# Archery Clubs



## bezog (Apr 29, 2015)

Hi all! I was wondering how I could find out about any local archery clubs. I am in Pleasant Grove and am excited to start practicing with my bow! Could anyone point me in the right direction?


----------



## middlefork (Nov 2, 2008)

UBA might have a list. I haven't been on their site in awhile.
Datus Archery has a list of all the shoots and who is sponsoring them. That gives a pretty good idea of the different clubs.
I think Timpanogas Archers are closest to you. Could be wrong though.


----------



## bow_dude (Aug 20, 2009)

Timp archers is just around the corner from you. They have a great outdoor range. They have a great upcoming outdoor 3-d shoot on the 16th of April.


----------



## Bhilly81 (Oct 18, 2009)

Where's timp archery at?? And how do I sign up. I also live in pleasant grove and would love to get out and do some shooting. I can only get 30 if I'm lucky at home. 

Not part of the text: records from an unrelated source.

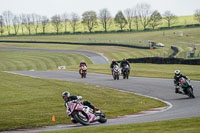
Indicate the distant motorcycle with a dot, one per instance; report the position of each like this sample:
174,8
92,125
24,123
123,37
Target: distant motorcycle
83,71
186,87
116,72
83,114
126,71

Sent from my iPhone using Tapatalk


----------



## middlefork (Nov 2, 2008)

http://www.timparchers.com/about-us/
The range is near the mouth of Provo Canyon.


----------



## nateysmith (May 13, 2013)

Bdub, I am also in Pleasant Grove. I don't shoot at a club, but I have a buddy with a farm that let's me shoot over at his place. We can get out to 120yds.


----------



## alpinebowman (Sep 24, 2007)

Here is the UBA page for you. 
http://www.utahbowmen.org/UBA-affiliates


----------



## alpinebowman (Sep 24, 2007)

Timp is a great range for sure. If you want to check it out the field league just started and is open to the public. They shoot Thursday nights and the gate usually opens at 5:00.


----------